In the second half of the 1990s, Mitsubishi was a brand on the rise. It used its long history of making highly capable four-wheel-drive off-roaders to produce the Lancer Evo, which claimed four straight World Rally Championship titles with Tommi Mäkinen at the wheel and, in road car form, a legion of fans.
But even then, the brand presented a conundrum. The Japanese firm has always been engineering led, capable of innovation and greatness: remember the Lancer Evo, the ultratough Mitsubishi Shogun, the venerable Mitsubishi L200 pick-up and, recently, the Outlander PHEV plug-in hybrid? But when it strays from its engineering expertise, the results are far less inspiring.
It was hard to square the unforgettable Evo with the largely forgettable standard Lancer, or draw a link between the go-anywhere Shogun and underwhelming city cars such as the late-era Colt. As a result, the key models perhaps became more notable than the brand, so when the Lancer Evos went out of production, in the UK Mitsubishi reverted to being a relatively niche firm largely selling highly capable off-roaders in rural areas – until the arrival of the game-changing Outlander PHEV.

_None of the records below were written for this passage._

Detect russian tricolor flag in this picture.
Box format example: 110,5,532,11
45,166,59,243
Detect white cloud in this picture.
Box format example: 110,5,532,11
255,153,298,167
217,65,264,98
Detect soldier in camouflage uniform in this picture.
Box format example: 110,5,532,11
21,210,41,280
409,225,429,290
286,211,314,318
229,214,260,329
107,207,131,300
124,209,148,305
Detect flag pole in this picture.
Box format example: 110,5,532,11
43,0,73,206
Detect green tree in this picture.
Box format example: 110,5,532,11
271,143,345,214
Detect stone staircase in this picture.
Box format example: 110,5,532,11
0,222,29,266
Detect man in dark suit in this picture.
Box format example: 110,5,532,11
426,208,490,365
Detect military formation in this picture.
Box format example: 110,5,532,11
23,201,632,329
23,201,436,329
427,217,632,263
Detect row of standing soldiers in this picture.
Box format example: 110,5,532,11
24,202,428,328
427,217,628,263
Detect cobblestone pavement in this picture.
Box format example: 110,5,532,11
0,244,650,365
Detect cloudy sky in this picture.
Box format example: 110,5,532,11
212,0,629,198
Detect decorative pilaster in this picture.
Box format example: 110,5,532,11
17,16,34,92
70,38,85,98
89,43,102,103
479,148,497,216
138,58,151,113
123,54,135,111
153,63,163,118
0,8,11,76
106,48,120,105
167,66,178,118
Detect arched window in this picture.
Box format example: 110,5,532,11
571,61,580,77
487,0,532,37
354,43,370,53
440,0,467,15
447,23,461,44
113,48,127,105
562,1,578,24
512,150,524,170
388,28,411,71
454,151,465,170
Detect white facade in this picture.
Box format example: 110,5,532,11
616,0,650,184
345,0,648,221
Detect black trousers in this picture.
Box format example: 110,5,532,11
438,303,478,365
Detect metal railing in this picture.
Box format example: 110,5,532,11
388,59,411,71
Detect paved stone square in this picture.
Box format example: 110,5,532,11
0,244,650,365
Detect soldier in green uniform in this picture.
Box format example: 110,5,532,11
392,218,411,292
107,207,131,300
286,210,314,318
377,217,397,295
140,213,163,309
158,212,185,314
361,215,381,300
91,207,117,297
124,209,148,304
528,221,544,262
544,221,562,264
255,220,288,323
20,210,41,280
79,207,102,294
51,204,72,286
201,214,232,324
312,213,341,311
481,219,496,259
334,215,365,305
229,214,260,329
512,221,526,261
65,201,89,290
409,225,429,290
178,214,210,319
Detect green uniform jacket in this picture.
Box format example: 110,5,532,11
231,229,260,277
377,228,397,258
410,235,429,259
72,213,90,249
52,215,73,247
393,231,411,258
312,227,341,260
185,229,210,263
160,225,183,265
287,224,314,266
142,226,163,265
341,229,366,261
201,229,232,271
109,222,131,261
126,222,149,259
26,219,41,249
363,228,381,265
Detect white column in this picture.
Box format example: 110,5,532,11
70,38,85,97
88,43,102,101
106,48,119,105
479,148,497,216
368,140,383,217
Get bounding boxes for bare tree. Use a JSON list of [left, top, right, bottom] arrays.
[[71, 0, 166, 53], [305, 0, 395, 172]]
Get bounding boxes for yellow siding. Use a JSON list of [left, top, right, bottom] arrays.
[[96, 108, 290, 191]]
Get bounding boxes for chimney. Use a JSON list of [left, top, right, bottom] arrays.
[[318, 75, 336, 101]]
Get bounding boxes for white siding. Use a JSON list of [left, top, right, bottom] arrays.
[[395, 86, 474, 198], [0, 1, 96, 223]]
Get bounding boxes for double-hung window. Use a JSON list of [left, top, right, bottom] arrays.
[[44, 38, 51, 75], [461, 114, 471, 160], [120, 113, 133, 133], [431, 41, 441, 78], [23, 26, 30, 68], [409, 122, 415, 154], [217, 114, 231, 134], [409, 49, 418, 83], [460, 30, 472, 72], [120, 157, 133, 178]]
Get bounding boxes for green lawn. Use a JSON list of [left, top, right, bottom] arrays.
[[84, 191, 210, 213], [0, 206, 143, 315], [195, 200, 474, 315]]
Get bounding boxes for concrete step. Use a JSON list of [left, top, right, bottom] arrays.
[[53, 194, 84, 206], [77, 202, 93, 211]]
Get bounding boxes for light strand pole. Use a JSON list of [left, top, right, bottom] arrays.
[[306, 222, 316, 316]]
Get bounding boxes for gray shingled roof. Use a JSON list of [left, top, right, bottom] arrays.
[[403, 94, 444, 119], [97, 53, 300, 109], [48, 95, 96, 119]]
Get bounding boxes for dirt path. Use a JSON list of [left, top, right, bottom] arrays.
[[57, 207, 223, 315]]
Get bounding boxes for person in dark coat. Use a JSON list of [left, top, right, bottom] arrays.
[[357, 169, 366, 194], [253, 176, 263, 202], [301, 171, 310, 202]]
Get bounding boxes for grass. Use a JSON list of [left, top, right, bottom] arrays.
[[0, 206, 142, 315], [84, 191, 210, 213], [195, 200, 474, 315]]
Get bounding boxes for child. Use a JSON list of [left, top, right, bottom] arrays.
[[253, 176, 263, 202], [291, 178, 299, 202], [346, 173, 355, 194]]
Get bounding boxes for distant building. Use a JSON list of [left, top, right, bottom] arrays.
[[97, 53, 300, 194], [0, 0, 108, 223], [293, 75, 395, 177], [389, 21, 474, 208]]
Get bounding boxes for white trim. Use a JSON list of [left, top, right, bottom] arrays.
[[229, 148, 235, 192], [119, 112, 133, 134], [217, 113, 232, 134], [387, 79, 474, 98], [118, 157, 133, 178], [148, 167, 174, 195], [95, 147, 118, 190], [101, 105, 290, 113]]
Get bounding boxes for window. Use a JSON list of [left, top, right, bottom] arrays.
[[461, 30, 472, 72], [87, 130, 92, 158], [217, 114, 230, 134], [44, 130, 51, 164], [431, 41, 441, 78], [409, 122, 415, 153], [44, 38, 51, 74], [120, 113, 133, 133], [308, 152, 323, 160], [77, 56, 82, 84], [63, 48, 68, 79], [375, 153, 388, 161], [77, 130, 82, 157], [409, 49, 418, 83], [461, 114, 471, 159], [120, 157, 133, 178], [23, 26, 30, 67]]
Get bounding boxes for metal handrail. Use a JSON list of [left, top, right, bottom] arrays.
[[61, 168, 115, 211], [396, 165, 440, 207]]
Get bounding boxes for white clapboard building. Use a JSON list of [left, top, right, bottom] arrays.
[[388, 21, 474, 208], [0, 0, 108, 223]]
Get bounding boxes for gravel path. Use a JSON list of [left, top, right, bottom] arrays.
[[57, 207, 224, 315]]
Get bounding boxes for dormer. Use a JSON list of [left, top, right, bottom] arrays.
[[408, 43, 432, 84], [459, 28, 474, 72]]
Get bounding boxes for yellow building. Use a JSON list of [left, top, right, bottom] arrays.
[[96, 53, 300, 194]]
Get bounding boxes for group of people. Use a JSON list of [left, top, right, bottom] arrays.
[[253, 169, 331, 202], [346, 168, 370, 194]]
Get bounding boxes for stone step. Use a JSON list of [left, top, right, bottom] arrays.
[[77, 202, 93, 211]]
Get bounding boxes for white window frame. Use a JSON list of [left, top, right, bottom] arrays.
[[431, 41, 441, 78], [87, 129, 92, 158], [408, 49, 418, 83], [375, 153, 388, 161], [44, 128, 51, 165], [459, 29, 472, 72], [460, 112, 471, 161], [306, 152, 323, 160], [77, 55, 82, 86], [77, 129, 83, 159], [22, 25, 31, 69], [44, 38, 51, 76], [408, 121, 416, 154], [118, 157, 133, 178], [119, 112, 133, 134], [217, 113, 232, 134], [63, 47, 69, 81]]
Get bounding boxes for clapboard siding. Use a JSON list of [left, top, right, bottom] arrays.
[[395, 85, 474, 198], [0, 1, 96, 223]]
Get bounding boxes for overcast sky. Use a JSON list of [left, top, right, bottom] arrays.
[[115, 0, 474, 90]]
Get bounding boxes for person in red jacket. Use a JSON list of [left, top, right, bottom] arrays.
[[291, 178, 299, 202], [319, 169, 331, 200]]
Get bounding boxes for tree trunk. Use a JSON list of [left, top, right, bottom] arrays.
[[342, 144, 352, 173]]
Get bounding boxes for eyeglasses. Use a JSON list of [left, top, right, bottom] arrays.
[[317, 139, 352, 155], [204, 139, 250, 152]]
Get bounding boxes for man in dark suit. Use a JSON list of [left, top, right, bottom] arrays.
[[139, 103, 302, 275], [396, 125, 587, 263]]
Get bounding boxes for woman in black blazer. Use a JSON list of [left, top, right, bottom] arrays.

The firm has long had other challenges. Its disparate line-up is a legacy of an uneven global growth pattern that led to different markets focusing on different products with differing successes. In Germany, for example, around half the firm’s sales are of the Spacestar – née Mirage – city car. That piecemeal approach, fuelled by a series of tieups and partnerships with other car firms, helped Mitsubishi to grow, but it wasn’t a recipe for long-term sustained success. And it showed. When the Asian economy faltered in the late 1990s, Mitsubishi faltered. It suffered again in the 2008 global financial crisis, shut down its Ralliart division in 2010 and sold off its only European production plant in 2012.